Já Joel Edgerton assume uma posição análoga a do espectador: interpretando um amigo de infância de Roy com quem ele não mantinha contato há anos, Lucas se vê envolvido na trama a partir do mesmo salto de fé que Nichols exige do espectador para que este compre a proposta do filme. O salto é um convite também ao personagem de Adam Driver, que aqui mostra versatilidade ao abrir mão da pegada mais expansiva de muitas de suas atuações, em nada lembrando, por exemplo, a teatralidade de seu trágico vilão Kylo Ren na franquia Star Wars. De quebra, o plot twist de Sevier faz com que a participação menor do ator no filme seja bem marcante.

“Midnight special” faz ressoar aos cinéfilos itens queridos de nossa informal formação. O filme funciona como uma discreta homenagem a obras como “Contatos imediatos de terceiro grau” (1977) e “The Twilight Zone” (1964). Aponta para os momentos iniciais da carreira de Steven Spielberg e evoca, nas cores e detalhes da direção de arte, um clima retrô dos anos 1970,  algo que até mesmo o título do filme referencia por ser o mesmo de uma canção do Creedence Clearwater Revival.

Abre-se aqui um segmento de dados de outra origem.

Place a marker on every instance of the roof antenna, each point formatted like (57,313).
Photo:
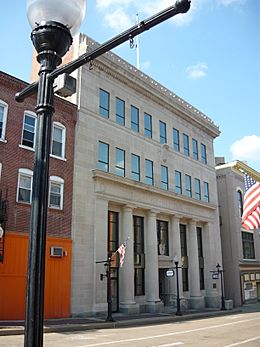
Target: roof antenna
(137,46)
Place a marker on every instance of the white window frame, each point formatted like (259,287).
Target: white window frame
(33,115)
(60,181)
(5,106)
(63,128)
(28,173)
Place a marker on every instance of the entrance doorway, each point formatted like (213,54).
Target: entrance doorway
(114,290)
(165,293)
(258,290)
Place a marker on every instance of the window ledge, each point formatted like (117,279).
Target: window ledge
(28,148)
(56,157)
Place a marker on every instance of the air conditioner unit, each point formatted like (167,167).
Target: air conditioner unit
(56,252)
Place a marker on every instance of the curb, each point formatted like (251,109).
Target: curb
(19,330)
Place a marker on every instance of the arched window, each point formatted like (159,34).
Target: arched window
(29,129)
(56,192)
(24,187)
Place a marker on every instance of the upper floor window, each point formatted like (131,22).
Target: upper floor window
(138,223)
(148,131)
(103,156)
(195,149)
(148,172)
(134,118)
(186,145)
(163,136)
(197,189)
(164,177)
(120,162)
(135,164)
(240,202)
(29,130)
(162,236)
(24,188)
(58,140)
(56,192)
(3,118)
(203,151)
(176,139)
(188,186)
(206,191)
(248,245)
(104,103)
(120,111)
(178,183)
(113,226)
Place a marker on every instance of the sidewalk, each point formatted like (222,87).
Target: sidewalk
(121,320)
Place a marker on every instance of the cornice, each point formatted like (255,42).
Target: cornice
(101,176)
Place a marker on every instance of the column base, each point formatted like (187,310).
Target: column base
(197,302)
(129,307)
(154,307)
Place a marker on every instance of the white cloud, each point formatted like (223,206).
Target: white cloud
(197,71)
(145,65)
(112,9)
(247,148)
(229,2)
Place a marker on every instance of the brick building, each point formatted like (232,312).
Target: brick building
(240,247)
(17,142)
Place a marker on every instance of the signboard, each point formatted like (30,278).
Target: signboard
(170,273)
(215,275)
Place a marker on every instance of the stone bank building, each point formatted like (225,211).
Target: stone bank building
(144,170)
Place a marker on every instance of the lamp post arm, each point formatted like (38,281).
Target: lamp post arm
(181,6)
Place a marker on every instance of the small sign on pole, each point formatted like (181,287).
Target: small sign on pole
(170,273)
(215,275)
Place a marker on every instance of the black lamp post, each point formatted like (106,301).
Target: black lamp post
(220,272)
(53,23)
(176,262)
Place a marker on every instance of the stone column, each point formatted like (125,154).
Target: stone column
(153,303)
(212,295)
(176,251)
(126,273)
(196,300)
(100,253)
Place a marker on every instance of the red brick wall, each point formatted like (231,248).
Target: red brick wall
(14,157)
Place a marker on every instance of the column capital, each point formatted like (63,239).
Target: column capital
(153,212)
(128,208)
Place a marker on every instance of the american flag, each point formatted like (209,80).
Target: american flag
(251,206)
(121,251)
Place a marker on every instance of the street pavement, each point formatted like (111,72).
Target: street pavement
(197,329)
(120,320)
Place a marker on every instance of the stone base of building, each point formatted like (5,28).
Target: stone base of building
(129,308)
(154,307)
(212,301)
(197,302)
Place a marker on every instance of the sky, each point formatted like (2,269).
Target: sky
(209,57)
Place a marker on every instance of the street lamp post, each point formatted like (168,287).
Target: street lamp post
(53,23)
(176,262)
(220,271)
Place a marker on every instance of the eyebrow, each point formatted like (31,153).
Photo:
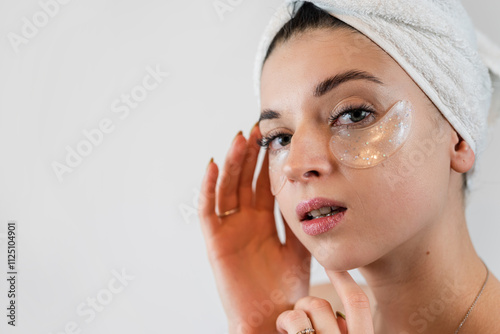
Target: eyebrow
(327,85)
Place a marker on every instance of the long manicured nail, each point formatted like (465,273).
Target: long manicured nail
(239,133)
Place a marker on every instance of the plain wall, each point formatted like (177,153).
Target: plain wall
(129,205)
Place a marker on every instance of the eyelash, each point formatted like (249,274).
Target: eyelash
(348,109)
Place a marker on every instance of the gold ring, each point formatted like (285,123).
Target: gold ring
(307,330)
(228,213)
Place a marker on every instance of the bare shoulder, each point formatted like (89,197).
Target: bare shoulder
(327,292)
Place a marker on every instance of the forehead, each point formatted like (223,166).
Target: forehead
(298,64)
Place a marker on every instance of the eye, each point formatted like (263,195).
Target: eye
(354,116)
(351,115)
(280,141)
(275,141)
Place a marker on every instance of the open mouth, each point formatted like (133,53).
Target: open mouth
(324,211)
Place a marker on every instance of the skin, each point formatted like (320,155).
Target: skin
(405,231)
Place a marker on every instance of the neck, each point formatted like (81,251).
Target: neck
(428,283)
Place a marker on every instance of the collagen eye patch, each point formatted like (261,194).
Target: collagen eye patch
(369,146)
(356,147)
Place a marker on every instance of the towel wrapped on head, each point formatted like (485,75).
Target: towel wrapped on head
(434,41)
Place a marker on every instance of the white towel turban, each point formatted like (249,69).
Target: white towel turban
(434,41)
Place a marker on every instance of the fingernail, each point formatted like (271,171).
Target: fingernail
(239,133)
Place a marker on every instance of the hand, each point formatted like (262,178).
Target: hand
(318,314)
(257,277)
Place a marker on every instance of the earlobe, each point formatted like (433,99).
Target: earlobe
(462,156)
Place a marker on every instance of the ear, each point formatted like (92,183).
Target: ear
(461,155)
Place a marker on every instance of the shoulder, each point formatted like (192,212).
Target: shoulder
(327,291)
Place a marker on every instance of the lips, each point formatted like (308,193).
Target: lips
(320,204)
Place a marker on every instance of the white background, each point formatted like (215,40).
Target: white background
(121,207)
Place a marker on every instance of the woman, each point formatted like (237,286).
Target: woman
(369,146)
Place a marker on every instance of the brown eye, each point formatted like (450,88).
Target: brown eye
(281,141)
(354,116)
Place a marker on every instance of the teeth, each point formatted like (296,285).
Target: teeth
(323,212)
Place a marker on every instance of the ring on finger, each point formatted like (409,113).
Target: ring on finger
(228,213)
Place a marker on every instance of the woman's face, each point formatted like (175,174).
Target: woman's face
(387,204)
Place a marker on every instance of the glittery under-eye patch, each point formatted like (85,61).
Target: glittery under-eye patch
(369,146)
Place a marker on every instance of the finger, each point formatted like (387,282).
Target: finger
(264,199)
(320,313)
(341,321)
(247,174)
(227,195)
(291,322)
(206,202)
(355,301)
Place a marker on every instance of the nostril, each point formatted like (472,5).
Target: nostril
(311,173)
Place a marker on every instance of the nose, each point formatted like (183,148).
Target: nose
(309,158)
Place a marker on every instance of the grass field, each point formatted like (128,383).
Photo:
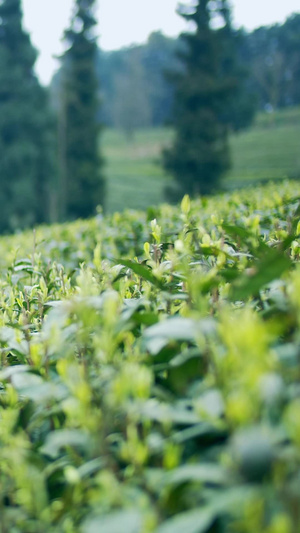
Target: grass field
(269,150)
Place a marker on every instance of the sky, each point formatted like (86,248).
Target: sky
(124,22)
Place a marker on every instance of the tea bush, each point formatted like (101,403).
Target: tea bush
(150,370)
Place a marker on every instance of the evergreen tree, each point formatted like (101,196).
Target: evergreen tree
(26,133)
(81,165)
(200,153)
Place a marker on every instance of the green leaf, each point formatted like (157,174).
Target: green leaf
(175,329)
(210,473)
(195,521)
(142,271)
(57,440)
(269,268)
(118,522)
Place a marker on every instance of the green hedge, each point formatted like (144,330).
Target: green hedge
(150,377)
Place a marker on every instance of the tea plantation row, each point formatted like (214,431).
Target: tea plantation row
(150,370)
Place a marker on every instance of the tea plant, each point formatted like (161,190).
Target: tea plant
(149,374)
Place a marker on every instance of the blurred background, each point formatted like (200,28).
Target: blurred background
(79,83)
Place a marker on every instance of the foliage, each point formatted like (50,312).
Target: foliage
(82,182)
(27,144)
(268,150)
(274,59)
(200,153)
(150,370)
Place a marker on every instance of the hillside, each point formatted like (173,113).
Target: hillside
(149,374)
(269,150)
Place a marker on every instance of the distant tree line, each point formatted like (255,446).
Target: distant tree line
(205,84)
(50,164)
(136,93)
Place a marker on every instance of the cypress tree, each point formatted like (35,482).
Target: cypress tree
(26,133)
(200,154)
(81,164)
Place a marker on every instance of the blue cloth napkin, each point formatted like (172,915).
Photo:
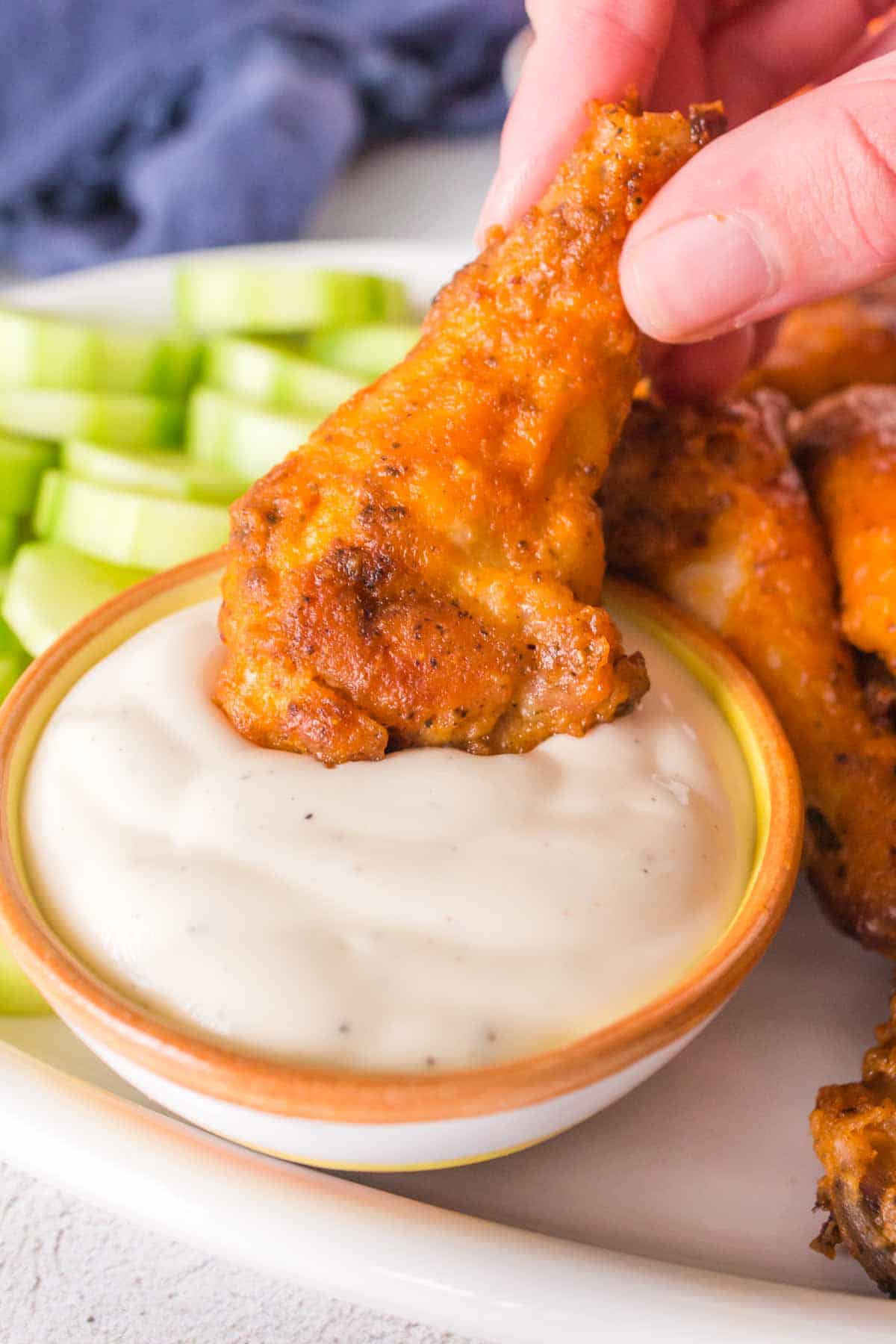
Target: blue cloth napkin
(134,127)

Por mais sóbria que seja a atmosfera do filme, o que contribui para que a suspensão de descrença funcione de mãos dadas com a pegada realista da condução do filme, Nichols nunca comete o (suposto) erro de deixar “Midnight Special” frio demais ao espectador médio. Para isso, ele amplifica os momentos de maior ação e violência ao deixa-los apoteóticos, porém breves em duração. É o que acontece quando a caçada a Alton se intensifica, por exemplo, ou quando o menino ameaça perder o controle de seus poderes. A exceção é a belíssima sequência final; sem mais detalhes, digamos que o diretor toma sem pressa longos minutos para maravilhar o público e fechar o ciclo da aventura de Alton. E é esse o sentimento que o filme imprime a nós quando os créditos sobem: a maravilha de ver uma obra que realmente quer que sintamos algo, independente de nossas leituras sobre ela.